It works like this: his company will make loans to a farmer in exchange for getting a good invoice and the right to collect payment from the farmer’s debtors.
D90 Capital will give cash in advance to the farmer, say 80 per cent of the total value of the product related to the invoice, with the remaining 20 per cent given later when he could collect all payment from buyers, said Watewiboon.
Investors will get an interest-rate return for their investment, while D90 Capital will take a commission fee from the financial transaction. The interest rate is paid by SMEs. Put another way, customers sell invoices at a lower price than their face value to the Watewiboon platform.
He currently has about 400500 SMEs engaging with his platform.

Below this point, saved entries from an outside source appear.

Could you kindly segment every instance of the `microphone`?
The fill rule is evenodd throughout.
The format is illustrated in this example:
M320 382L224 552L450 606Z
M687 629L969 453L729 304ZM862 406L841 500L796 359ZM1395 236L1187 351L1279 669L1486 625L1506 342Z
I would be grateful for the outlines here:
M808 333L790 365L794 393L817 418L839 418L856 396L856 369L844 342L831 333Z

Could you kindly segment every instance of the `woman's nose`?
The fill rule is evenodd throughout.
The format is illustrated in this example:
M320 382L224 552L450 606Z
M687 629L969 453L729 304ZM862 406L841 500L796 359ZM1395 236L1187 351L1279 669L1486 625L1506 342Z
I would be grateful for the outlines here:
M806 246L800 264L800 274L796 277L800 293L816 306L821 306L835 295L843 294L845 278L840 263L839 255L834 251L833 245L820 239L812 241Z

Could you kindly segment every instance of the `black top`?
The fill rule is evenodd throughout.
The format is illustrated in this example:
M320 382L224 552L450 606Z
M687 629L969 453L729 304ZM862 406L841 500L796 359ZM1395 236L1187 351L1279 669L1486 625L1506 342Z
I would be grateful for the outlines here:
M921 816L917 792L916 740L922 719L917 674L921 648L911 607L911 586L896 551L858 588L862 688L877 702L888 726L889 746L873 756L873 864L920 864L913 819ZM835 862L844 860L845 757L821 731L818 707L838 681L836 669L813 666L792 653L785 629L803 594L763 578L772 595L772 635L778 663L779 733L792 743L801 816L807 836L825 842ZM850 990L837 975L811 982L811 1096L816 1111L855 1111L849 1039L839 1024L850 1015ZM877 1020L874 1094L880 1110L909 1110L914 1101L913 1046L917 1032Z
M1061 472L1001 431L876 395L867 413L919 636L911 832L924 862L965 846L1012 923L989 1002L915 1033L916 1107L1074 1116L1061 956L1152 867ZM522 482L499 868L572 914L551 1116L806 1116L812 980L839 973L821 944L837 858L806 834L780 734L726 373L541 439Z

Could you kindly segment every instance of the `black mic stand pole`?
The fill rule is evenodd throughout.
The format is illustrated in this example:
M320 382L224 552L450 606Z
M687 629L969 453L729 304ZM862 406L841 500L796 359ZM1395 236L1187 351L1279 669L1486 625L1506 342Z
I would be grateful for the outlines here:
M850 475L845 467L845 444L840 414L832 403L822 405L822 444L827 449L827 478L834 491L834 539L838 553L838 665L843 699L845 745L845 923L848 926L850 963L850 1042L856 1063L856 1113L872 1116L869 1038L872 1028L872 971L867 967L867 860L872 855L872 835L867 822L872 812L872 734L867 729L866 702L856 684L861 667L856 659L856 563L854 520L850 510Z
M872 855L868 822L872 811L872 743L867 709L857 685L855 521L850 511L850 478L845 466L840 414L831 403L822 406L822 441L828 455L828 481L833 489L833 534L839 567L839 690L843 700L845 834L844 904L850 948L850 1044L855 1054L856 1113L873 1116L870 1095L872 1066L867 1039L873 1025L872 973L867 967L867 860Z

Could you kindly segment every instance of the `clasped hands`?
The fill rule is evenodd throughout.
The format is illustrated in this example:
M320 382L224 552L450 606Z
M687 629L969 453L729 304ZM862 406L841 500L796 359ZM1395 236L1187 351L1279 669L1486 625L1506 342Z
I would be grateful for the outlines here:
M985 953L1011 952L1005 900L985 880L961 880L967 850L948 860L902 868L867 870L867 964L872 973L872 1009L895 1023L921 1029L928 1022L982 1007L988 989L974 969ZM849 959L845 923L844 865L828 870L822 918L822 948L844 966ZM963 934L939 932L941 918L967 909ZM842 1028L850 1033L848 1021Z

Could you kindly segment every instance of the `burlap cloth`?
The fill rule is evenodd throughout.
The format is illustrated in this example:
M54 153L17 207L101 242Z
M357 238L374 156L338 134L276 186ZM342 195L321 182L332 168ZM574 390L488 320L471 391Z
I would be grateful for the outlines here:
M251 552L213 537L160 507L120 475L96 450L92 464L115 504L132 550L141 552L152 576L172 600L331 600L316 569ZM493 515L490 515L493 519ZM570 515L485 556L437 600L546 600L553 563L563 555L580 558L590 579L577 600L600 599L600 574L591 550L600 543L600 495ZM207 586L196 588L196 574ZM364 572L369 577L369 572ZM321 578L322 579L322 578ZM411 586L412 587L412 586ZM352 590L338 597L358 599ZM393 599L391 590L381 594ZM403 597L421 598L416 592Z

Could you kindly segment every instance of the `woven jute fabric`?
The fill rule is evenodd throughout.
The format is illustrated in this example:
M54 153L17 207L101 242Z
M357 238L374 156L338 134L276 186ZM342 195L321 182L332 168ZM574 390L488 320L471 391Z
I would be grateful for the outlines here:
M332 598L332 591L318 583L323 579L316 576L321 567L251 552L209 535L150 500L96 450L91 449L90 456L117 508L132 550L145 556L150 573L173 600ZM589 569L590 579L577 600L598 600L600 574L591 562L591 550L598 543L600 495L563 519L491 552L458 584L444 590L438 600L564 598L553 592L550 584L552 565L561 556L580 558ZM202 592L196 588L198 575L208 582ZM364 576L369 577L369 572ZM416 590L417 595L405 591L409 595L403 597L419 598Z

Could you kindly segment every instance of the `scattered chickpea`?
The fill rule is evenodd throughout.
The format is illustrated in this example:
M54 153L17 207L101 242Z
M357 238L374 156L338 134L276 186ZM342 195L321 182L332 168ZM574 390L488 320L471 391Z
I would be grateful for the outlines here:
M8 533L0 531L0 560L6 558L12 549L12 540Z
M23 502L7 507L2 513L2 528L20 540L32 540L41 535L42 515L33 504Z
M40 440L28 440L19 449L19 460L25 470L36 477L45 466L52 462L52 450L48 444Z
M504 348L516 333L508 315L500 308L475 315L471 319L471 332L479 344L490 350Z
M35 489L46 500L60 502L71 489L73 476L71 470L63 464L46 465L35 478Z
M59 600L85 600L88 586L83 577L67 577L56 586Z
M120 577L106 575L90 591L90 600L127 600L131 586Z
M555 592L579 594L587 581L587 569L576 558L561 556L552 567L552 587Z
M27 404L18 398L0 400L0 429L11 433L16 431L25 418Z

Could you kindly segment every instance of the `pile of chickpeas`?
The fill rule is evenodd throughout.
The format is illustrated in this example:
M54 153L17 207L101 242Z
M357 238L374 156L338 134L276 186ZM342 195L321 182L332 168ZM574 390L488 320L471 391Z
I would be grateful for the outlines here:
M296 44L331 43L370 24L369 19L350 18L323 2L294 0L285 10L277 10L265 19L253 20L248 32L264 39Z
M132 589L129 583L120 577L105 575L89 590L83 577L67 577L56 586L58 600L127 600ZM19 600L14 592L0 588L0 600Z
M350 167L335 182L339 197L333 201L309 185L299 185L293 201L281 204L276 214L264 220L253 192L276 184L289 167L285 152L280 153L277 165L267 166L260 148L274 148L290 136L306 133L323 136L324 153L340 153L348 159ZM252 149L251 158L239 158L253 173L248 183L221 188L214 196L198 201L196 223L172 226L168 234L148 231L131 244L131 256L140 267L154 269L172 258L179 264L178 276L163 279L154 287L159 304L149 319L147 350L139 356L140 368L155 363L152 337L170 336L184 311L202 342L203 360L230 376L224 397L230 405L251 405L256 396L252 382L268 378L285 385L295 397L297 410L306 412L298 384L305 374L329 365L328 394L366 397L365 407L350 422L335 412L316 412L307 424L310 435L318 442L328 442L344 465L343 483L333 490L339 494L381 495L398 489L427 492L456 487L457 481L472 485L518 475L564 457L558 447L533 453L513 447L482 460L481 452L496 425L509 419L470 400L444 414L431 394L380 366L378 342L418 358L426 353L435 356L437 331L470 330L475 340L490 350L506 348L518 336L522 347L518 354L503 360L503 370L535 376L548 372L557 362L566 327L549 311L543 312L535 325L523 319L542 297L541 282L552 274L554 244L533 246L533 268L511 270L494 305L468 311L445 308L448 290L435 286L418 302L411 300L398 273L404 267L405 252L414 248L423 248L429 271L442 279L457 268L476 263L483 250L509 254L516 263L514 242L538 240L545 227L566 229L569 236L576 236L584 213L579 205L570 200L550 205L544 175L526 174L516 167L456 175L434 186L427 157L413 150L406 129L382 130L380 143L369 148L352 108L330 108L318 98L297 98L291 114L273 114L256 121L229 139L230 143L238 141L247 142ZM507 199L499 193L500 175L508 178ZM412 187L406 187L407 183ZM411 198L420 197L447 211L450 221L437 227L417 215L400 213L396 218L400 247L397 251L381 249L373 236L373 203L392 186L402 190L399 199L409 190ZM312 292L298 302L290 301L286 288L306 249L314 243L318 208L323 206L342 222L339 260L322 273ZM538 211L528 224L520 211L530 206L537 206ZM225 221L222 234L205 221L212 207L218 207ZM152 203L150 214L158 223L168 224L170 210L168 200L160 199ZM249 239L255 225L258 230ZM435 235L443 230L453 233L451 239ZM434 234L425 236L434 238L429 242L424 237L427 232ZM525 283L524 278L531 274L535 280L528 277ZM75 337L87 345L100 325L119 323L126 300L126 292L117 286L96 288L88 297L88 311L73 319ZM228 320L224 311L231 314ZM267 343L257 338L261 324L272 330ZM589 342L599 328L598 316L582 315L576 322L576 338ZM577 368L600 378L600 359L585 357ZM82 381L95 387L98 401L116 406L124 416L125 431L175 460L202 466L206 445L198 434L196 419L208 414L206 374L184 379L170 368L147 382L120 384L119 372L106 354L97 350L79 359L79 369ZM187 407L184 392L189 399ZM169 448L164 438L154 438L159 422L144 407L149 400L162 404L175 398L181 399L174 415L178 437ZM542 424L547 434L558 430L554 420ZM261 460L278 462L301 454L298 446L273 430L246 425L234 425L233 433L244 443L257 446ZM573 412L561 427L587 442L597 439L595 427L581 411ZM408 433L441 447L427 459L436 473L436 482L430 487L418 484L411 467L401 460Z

These small businesses are in many sectors, including agribusiness, auto parts, electronics and ecommerce.
So far the bad loan rate is at zero per cent, Watewiboon claims.
He has few high net-worth individual investors, along with a few financial institutions, providing the funds required for this lending business.
Though the intention of the Talad Invoice model is to reach retail investors, the business model is limited by Securities and Exchange Commission regulations that allow only a limited number of investors in the platฌform, said Watewiboon.
He has been consulting with the SEC and plans to put the Talad Invoice platform into the SEC’s “experimental sandbox” for testing that would allow a limited number of retail investors to participate. If he could pass the sandbox test, Watewiboon could reach out to further retail investors who want to invest in his platform.
Meanwhile, regulators including the Finance Ministry, Bank of Thailand, Anti-Money Laundering Office and SEC are racing against time to come up with regulations for the fintech sector. The regulation would aim at nurturing the fintech industry and at the same time protect the interest of investors and consumers, according to authorities. The regulations will also cover how these companies could raise funds or how could they issue initial coin offerings (ICOs) and use cryptocurrency tokens.
Watewiboon said that Thai regulators are moving slowly in comparison to peers in Singapore and Indonesia where fintech legislation is already in place.
Speaking of his business plan for Vietnam, Watewiboon said that he has a joint venture project with a local financial institution which has about 20,000 to 30,000 clients in its portfolio. If the business succeeds, he might expand to other Asean countries and he would raise funds by launching an ICO next year.
Watewiboon is also planning to expand his business to cover other financial papers, including using letters of credit and purchasing orders as loans collateral.